Upon completing the report, the student will demonstrate:

Rubric

The rubric below describes the necessary work delivered per category and associated points in this assignment for full credit. Reports that do not address all of these points, or give inadequate attention to these points will receive partial credit. Adequate attention is contextual and subjective, based on the problem itself and the overall work performed in the report. Students are encouraged to discuss their report in a rough draft with the instructor to get feedback on how to better address these points. Additionally, reports that do not follow document outline, do not use clear language, have formatting or writing errors, or unprofessional figures may be penalized for some of the points below.
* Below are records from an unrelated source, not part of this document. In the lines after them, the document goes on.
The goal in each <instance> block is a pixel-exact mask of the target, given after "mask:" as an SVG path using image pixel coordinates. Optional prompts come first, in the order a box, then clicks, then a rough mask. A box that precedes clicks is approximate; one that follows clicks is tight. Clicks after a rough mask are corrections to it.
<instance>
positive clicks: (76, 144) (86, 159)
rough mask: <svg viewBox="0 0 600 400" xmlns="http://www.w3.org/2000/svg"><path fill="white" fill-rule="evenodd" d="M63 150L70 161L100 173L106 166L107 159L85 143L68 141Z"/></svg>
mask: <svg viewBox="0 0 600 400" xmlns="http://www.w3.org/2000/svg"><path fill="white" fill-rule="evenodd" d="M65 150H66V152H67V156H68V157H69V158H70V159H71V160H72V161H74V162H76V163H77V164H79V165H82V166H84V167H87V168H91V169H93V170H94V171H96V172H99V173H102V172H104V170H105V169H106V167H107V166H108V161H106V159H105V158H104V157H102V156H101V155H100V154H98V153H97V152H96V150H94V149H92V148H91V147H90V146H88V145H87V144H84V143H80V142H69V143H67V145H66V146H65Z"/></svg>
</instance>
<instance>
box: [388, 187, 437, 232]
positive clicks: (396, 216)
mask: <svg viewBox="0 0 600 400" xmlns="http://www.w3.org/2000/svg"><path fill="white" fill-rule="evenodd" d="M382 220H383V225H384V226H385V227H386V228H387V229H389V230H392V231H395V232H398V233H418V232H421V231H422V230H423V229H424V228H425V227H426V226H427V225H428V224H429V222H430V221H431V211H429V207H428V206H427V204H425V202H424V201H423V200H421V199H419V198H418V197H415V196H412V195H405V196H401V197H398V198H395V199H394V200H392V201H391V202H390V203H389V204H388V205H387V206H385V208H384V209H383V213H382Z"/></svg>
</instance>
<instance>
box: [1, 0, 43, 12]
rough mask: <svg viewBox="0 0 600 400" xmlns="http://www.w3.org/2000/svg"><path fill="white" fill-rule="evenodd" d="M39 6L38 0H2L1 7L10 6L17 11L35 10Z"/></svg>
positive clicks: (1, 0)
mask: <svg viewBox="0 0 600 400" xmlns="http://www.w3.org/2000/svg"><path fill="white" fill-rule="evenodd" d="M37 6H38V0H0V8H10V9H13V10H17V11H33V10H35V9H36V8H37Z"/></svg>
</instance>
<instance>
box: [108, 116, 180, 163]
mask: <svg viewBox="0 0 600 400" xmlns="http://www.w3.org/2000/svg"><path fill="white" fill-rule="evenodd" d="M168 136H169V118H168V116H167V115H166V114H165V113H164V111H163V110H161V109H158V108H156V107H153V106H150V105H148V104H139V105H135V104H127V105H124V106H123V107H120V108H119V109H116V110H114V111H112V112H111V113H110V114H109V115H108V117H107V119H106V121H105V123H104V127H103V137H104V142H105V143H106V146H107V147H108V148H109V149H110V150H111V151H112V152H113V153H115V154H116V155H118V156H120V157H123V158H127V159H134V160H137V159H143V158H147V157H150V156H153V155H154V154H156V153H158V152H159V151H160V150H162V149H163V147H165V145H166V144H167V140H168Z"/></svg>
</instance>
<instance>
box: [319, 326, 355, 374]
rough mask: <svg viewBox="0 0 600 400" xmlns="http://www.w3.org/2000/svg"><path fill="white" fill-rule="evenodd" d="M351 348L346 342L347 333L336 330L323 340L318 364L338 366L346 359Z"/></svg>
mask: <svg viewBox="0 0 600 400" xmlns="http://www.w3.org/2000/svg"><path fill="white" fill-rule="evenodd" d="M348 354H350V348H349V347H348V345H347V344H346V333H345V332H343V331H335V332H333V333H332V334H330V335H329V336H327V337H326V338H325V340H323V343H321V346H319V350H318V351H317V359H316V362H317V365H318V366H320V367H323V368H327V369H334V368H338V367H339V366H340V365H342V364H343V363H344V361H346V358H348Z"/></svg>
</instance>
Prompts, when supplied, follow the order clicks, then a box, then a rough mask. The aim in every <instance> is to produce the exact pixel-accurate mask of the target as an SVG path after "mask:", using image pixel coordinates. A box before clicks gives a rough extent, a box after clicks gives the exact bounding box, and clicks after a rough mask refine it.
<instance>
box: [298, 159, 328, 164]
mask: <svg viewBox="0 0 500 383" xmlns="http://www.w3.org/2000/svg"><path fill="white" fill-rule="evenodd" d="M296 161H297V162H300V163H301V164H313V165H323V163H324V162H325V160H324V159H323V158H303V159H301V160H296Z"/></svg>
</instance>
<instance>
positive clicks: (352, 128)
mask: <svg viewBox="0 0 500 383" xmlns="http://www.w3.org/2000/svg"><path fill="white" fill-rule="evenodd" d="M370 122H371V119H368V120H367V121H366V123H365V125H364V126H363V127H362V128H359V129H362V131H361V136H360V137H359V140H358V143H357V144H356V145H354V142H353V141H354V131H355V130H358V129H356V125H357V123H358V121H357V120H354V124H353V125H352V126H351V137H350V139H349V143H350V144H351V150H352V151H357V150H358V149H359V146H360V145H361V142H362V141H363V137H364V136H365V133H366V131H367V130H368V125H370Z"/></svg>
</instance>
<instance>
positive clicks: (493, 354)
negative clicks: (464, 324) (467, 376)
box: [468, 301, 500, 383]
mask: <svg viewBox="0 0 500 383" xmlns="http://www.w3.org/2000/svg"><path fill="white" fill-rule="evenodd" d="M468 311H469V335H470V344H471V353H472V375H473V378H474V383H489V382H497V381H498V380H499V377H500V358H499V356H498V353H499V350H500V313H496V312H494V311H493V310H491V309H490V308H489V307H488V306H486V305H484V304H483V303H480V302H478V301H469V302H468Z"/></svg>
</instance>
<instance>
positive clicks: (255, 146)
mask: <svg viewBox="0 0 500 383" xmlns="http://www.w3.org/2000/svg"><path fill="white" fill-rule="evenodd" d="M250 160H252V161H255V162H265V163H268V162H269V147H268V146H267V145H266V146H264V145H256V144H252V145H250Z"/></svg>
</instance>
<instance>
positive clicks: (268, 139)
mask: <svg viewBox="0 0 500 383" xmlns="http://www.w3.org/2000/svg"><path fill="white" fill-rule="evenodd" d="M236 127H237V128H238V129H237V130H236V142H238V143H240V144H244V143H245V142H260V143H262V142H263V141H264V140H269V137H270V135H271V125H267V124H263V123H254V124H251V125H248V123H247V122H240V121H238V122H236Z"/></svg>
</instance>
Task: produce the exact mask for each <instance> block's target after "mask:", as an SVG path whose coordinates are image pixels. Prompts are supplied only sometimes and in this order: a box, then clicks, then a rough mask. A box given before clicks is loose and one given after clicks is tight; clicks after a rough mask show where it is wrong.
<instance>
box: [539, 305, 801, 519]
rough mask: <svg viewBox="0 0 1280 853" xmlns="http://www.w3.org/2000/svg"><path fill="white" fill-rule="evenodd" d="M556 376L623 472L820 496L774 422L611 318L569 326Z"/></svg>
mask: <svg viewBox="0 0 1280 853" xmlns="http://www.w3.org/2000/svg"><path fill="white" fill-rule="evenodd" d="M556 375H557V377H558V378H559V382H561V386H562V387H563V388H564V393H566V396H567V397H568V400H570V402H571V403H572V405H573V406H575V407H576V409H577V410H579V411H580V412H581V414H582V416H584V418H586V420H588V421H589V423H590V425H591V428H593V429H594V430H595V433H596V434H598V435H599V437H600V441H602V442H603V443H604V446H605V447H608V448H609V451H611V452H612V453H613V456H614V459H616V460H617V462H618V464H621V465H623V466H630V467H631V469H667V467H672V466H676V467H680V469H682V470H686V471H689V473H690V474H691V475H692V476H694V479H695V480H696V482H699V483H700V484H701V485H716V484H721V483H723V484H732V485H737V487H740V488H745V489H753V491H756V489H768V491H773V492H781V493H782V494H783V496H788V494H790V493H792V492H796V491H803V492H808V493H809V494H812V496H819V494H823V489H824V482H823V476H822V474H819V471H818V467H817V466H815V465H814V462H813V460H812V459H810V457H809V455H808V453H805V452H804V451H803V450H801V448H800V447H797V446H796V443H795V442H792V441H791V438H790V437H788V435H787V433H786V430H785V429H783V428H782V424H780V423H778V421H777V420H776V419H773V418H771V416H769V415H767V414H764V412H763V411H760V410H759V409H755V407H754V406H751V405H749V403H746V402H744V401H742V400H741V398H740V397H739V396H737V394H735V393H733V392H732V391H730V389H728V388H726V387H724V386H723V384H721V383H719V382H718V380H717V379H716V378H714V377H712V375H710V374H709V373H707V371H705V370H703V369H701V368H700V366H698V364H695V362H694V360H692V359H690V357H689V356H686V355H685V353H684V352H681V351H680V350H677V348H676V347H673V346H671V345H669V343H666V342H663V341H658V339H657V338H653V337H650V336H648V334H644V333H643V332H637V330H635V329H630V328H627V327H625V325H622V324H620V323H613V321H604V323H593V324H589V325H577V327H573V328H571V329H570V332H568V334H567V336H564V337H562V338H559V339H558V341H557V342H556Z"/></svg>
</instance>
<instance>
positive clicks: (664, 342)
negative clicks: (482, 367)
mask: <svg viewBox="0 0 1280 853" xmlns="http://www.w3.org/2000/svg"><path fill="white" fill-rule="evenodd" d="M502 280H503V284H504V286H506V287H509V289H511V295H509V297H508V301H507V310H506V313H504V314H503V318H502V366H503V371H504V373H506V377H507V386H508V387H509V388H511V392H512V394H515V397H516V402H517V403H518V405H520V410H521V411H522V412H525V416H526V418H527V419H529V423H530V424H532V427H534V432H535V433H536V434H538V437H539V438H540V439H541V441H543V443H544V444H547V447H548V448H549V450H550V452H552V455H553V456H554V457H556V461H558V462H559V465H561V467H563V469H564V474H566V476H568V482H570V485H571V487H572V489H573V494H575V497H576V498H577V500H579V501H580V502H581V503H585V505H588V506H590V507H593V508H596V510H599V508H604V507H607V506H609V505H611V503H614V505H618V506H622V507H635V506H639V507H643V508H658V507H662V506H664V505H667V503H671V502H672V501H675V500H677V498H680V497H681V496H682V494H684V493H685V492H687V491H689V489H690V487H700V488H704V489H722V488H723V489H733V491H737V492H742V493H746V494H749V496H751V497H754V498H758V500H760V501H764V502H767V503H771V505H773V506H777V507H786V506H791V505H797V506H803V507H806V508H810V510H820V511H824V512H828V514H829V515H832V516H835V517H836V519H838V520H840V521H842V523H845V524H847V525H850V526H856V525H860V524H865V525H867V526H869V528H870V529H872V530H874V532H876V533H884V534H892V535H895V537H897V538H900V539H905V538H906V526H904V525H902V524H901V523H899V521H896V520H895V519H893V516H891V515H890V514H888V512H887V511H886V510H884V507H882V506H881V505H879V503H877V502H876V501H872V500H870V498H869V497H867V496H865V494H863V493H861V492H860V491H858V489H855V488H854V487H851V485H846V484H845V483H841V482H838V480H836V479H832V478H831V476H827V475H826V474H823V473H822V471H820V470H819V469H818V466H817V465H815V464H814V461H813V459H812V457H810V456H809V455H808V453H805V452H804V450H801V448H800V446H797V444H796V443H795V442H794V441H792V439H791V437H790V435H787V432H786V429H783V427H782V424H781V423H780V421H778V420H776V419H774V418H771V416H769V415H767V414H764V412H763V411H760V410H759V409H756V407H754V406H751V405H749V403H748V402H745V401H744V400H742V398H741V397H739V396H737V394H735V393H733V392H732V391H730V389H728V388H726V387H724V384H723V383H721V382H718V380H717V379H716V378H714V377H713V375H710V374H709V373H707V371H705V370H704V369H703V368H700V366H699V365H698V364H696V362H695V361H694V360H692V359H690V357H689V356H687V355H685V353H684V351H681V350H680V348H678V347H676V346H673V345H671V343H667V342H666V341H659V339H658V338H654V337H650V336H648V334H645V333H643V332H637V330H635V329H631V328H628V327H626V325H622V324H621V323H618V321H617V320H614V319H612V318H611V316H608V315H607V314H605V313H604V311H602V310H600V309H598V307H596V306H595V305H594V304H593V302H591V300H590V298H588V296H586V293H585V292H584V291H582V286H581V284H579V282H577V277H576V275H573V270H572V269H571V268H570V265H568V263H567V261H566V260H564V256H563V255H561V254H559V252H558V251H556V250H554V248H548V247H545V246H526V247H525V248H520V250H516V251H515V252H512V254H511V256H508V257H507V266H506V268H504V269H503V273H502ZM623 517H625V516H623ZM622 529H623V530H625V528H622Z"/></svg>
Category Expected results Total points
Research question The student effectively discusses their research question, demonstrating the attributes described above. The student clearly describes why this question is relevant and interesting. 10 points
Exploratory analysis The student effectively discusses connections between their research question and the summary statistics and frequency distributions of the data. The student evaluates the data for the presence of outliers, multimodal and / or skewed distributions. The student makes effective use of plots to demonstrate relationships. 12 points
Model selection The student examines more than one model for the possible relationship for the research question. The student effectively uses hypothesis tests and / or confidence intervals to systematically select a model that is a plausible alternative to the null model, and other possible models as the null hypothesis. 12 points
Goodness of fit and sources uncertainty The student discusses measures of goodness of fit such as \(R^2\) and how this value is interpreted in this problem. The student discusses if there is reason to believe there is plausibly a nonlinear or null relationship between the response and the predictors, leading to structural uncertainty in the model. For parameters that have significance, the width of confidence intervals relative the scale of the response and the scale of the predictor is analyzed. 12 points
Predictive power The student examines the differences between the prediction confidence intervals for the mean response and for a new observation. Predictions are evaluated at the center of the data and at extreme measurements. The student discusses if the confidence intervals are practical / actionable for the research question. 12 points
Explanatory power The student effectively interprets the effects of the predictors on the response variable, in terms of the sign of the parameter, the size of the parameter relative the scales of the variables, and the relative importance of different effects in the model. The student discusses possible confounding variables, effects of correlations between predictors and if the interpretation of parameters is stable across multiple models. 12 points
Discussion and Conclusion The student effectively summarizes their work in the project and draws final connections between the statistical relationships observed and the research question posed at the beginning. The student discusses how the original research question might be revised and what the research question will be for the final. 10 points
Grand total All of the above 80/80 points

In addition, reports that fail to follow the instructions of this assignment, the structure for the proposal, or to meet standards of scientific writing may be subject to a loss of points.